Athletics was his ticket out of the mines when he won a football scholarship to the University of North Carolina. He subsequently dropped out to try his hand at professional boxing. Fighting under the name “Jack Brazzo”, he won his first 15 fights, 12 by knockout, before losing a 4th round decision to future heavyweight contender Joe Baksi on December 17, 1940. With the outbreak of World War II, his boxing career ended and his military career began, serving in the Army Air Force as a bomber pilot. Wounded in combat and suffering severe injuries and burns, he received the Purple Heart, Good Conduct Medal, and the World War II Victory Medal. He resumed college studies as a journalist at Stanford University and became a sportswriter for the San Francisco Chronicle. He also worked for a radio station until the acting bug bit.
Palance made his stage debut in “The Big Two” in 1947 and immediately followed it understudying Marlon Brando as Stanley Kowalski in the groundbreaking Broadway classic “A Streetcar Named Desire”, a role he eventually took over. Following stage parts in “Temporary Island” (1948), “The Vigil” (1948) and “The Silver Tassle” (1949), Palance won a choice role in “Darkness of Noon” and a Theatre World Award for “promising new personality”. This recognition helped him secure a 20th Century-Fox contract.
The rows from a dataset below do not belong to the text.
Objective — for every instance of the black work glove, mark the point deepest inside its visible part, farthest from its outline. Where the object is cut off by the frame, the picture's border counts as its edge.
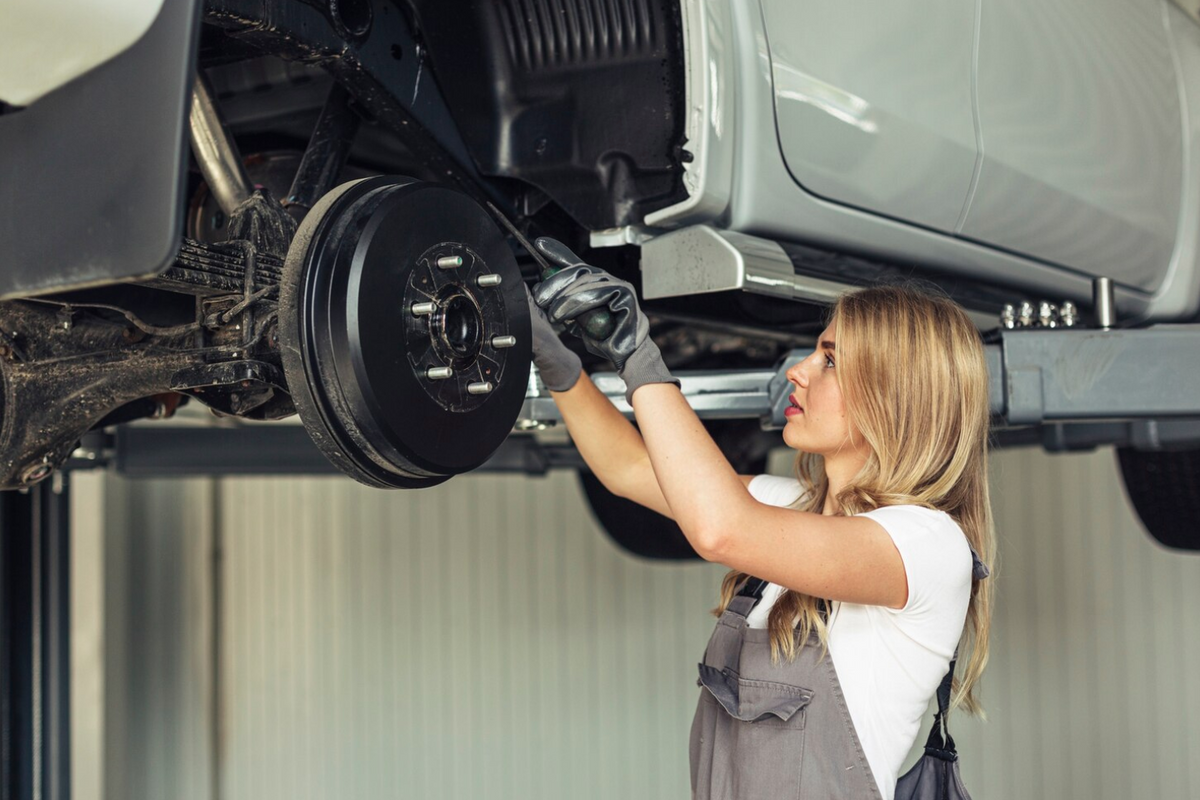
(579, 288)
(558, 367)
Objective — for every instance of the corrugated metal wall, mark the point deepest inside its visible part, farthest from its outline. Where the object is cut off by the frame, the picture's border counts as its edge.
(485, 639)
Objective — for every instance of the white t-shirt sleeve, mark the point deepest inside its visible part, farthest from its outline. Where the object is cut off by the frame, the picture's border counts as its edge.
(773, 489)
(937, 566)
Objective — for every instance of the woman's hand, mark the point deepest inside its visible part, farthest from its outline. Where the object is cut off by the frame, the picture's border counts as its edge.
(579, 288)
(559, 368)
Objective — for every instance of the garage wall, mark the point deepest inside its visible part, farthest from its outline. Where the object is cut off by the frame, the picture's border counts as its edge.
(485, 639)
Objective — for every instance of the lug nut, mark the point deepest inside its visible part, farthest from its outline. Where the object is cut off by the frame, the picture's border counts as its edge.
(1048, 314)
(1025, 314)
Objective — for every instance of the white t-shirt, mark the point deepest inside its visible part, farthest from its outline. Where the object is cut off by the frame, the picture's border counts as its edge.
(889, 662)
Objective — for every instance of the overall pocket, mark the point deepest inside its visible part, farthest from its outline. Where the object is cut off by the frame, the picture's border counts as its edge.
(754, 701)
(754, 750)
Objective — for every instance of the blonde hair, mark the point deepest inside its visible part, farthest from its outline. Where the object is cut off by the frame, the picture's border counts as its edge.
(915, 383)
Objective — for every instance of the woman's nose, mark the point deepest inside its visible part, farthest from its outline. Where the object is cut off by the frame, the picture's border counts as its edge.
(798, 376)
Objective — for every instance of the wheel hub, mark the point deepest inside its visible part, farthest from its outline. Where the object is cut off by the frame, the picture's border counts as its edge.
(405, 330)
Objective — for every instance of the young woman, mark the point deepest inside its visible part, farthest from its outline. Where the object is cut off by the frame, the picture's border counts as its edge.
(851, 587)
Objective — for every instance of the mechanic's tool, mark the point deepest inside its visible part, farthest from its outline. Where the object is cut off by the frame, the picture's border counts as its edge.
(391, 350)
(598, 323)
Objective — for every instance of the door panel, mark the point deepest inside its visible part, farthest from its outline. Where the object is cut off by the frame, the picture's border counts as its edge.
(1081, 136)
(873, 102)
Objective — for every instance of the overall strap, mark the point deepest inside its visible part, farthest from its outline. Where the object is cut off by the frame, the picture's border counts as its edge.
(941, 743)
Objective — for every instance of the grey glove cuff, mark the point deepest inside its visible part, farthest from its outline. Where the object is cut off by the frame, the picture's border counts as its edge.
(645, 366)
(557, 365)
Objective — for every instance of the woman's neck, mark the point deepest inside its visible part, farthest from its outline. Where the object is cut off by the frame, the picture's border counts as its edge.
(839, 471)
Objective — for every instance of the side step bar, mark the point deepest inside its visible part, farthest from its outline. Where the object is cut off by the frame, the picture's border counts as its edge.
(1128, 386)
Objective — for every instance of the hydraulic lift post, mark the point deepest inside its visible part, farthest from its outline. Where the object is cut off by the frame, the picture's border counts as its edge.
(35, 656)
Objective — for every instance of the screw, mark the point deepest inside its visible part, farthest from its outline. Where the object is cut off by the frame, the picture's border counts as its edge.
(1104, 304)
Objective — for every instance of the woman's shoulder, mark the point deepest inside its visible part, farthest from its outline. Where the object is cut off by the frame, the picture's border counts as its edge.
(774, 489)
(929, 540)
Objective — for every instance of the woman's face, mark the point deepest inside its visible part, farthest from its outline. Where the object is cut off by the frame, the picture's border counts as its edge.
(817, 421)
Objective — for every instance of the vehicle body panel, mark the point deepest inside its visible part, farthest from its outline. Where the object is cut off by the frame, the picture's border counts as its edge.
(1081, 136)
(46, 44)
(874, 103)
(91, 179)
(766, 202)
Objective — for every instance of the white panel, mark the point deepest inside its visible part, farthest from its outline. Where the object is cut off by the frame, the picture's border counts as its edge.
(1081, 136)
(159, 677)
(874, 102)
(485, 639)
(477, 639)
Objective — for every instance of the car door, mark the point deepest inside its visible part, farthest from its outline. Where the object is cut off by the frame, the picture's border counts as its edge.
(874, 104)
(1081, 136)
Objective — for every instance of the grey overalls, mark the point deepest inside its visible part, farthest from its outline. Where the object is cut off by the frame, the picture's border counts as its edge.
(767, 732)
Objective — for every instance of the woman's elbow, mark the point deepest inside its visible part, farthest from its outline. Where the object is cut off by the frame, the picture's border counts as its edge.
(705, 537)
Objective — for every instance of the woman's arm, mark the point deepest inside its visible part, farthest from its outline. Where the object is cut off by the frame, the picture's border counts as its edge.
(610, 445)
(839, 558)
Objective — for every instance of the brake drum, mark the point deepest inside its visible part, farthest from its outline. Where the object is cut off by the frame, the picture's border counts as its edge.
(405, 331)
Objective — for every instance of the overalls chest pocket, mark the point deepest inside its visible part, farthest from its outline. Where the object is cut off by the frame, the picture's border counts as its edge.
(763, 703)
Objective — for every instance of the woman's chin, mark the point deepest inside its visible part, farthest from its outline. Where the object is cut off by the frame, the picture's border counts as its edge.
(792, 438)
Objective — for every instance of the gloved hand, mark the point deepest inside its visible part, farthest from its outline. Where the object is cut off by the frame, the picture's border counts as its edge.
(558, 367)
(579, 288)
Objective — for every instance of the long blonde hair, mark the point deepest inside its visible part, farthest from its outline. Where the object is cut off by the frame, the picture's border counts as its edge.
(915, 384)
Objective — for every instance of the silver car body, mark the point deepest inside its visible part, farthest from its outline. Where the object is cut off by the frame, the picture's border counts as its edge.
(1035, 145)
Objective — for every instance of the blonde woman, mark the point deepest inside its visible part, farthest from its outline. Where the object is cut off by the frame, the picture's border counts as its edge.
(851, 587)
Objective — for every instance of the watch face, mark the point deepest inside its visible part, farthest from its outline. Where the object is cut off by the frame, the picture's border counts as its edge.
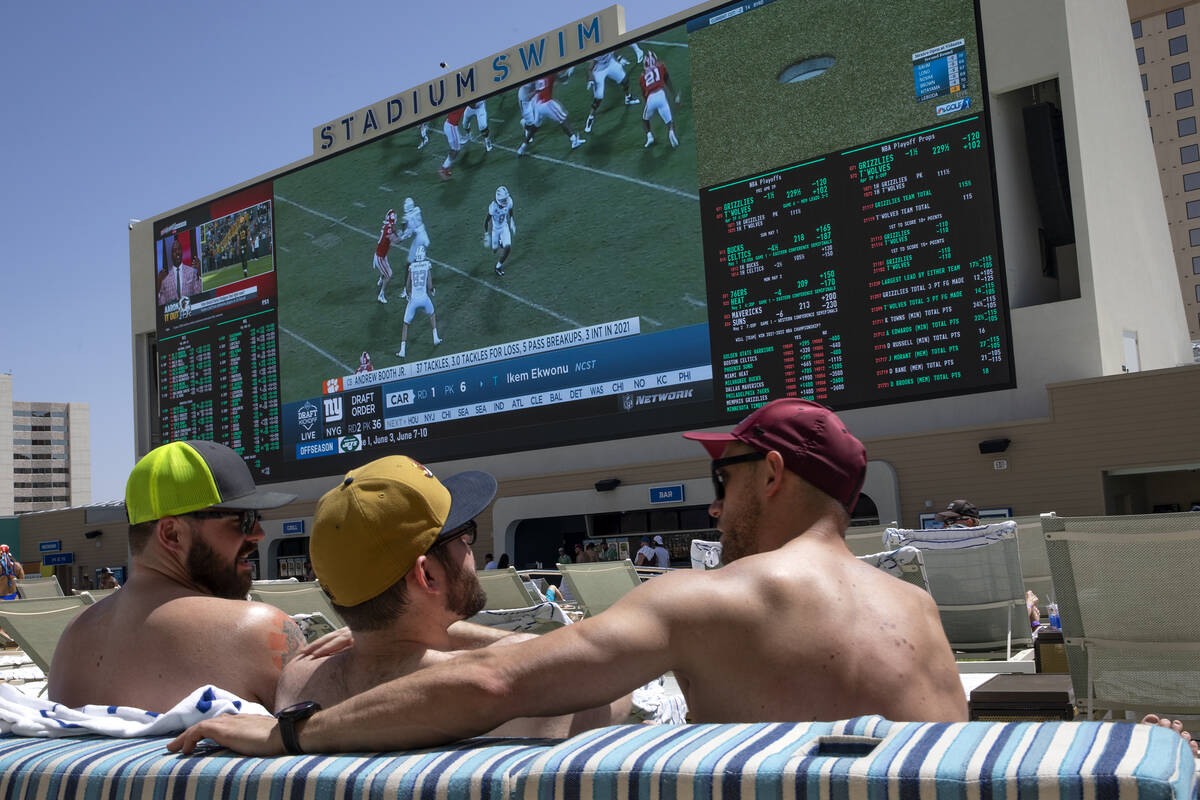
(299, 711)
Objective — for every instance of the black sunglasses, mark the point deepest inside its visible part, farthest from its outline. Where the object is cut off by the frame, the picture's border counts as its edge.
(247, 518)
(467, 530)
(720, 463)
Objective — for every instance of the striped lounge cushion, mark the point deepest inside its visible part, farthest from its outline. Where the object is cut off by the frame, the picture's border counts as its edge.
(865, 758)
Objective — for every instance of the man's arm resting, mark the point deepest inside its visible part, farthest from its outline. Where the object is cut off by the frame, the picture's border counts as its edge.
(618, 650)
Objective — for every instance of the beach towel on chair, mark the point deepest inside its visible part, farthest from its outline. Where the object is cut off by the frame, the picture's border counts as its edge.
(30, 716)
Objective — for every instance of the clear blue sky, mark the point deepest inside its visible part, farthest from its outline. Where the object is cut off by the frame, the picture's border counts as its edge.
(126, 110)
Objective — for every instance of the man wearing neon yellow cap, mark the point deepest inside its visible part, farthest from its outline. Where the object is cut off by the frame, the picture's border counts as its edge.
(793, 627)
(391, 547)
(181, 620)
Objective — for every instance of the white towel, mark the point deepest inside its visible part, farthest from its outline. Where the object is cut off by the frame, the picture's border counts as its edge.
(30, 716)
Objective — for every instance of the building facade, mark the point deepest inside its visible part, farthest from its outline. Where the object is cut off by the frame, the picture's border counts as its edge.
(1162, 37)
(45, 453)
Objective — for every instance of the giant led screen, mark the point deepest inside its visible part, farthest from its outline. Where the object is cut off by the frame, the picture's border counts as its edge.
(774, 198)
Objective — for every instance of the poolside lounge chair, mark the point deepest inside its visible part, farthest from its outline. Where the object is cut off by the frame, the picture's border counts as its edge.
(36, 625)
(93, 595)
(305, 597)
(1035, 563)
(865, 540)
(905, 563)
(1131, 615)
(505, 589)
(598, 585)
(35, 588)
(975, 576)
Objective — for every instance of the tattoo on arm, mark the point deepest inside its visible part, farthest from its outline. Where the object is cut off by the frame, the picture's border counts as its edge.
(286, 643)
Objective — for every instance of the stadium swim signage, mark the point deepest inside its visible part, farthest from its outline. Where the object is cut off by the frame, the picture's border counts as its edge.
(507, 68)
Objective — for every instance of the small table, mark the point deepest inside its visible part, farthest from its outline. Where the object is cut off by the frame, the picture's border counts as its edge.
(1023, 697)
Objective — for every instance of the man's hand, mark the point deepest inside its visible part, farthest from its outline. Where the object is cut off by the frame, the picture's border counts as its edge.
(1173, 725)
(250, 734)
(329, 644)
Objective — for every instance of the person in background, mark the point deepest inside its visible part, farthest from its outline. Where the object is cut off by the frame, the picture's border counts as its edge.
(645, 553)
(661, 555)
(11, 571)
(959, 513)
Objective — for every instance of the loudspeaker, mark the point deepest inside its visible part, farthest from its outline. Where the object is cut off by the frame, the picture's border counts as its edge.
(1047, 145)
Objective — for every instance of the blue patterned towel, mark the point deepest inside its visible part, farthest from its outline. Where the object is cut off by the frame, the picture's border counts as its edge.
(31, 716)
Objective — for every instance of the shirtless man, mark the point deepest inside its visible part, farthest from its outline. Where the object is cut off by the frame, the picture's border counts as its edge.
(391, 547)
(793, 629)
(181, 620)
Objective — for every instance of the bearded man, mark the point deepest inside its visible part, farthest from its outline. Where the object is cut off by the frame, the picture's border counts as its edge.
(181, 620)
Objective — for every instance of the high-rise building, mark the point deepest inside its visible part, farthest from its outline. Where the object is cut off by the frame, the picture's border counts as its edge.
(1162, 37)
(45, 453)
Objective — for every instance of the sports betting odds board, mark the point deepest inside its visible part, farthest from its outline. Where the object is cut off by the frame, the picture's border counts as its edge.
(743, 206)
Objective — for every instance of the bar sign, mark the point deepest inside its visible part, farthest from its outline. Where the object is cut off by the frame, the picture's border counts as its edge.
(666, 493)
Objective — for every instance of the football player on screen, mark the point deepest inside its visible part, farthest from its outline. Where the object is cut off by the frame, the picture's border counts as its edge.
(388, 238)
(479, 112)
(414, 228)
(420, 290)
(604, 68)
(543, 104)
(499, 224)
(655, 83)
(454, 138)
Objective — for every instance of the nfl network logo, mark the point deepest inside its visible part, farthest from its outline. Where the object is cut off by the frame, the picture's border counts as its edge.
(954, 106)
(306, 415)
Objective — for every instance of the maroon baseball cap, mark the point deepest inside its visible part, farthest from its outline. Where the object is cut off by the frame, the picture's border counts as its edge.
(814, 443)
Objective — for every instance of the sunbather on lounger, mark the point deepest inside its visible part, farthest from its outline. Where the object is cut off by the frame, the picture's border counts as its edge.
(792, 629)
(391, 546)
(183, 619)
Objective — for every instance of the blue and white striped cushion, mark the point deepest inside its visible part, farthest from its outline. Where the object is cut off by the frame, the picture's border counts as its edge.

The facial burns and resulting reconstructive surgery following the crash and burn of his WWII bomber plane actually worked to his advantage. Hardly possessing the look of a glossy romantic leading man, Palance instead became an archetypal villain equipped with an imposing glare, intimidating stance and killer-shark smile.
He stood out among a powerhouse cast that included actors such as Richard Widmark, Zero Mostel and Paul Douglas in his movie debut in Elia Kazan’s Panic in the Streets (1950), as a plague-carrying fugitive. He was soon on his way. Initially billed as Walter Jack Palance, the actor made fine use of his former boxing skills and war experience for the film Halls of Montezuma (1951) as a boxing Marine in Richard Widmark’s platoon. He followed this with the first of his back-to-back Oscar nods. In Sudden Fear (1952), only his third film, he played rich-and-famous playwright Joan Crawford’s struggling actor husband who plots to murder her and run off with gorgeous Gloria Grahame. Finding the right menace and intensity to pretty much steal the proceedings without chewing on the scenery, he followed this with arguably his finest villain of the decade, that of sadistic gunslinger Jack Wilson who becomes Alan Ladd’s biggest nightmare in the classic western Shane (1953).
Throughout the 1950s Palance won good film roles such as those in Man in the Attic (1953) (his first lead), The Big Knife (1955) and the war classic Attack (1956). Mixed in were a few routine to highly mediocre parts in Flight to Tangier (1953), Sign of the Pagan (1954) (as Attila the Hun), and the biblical bomb The Silver Chalice (1954). In between filmmaking were a host of television roles, none better than his down-and-out boxer in Playhouse 90: Requiem for a Heavyweight (1956), a rare sympathetic role that earned him an Emmy.
Overseas in the 1960s, Palance appeared in biblical and war epics and in “spaghetti Westerns”. Also included in his 1960s foreign work was Jean-Luc Godard’s Le Mépris (1963). On television, he played a number of nefarious nasties to perfection, ranging from Dracula to Dr. Jekyll/Mr. Hyde. Into his twilight years he showed a penchant for brash, quirky comedy capped by his Oscar-winning role in City Slickers (1991), its sequel, and other films. He even played Ebenezer Scrooge in a TV-movie incongruously set in the Wild West.
Married twice, his three children — Holly, Brooke and Cody — all dabbled in acting and appeared with their father at one time or another. A man of few words off the set, he owned his own cattle ranch and displayed other creative sides as a exhibited painter and published poet. His last years were marred by failing health and the death of his son Cody from cancer in 1998. He died at age 86 at his daughter Holly’s home in Montecito, California.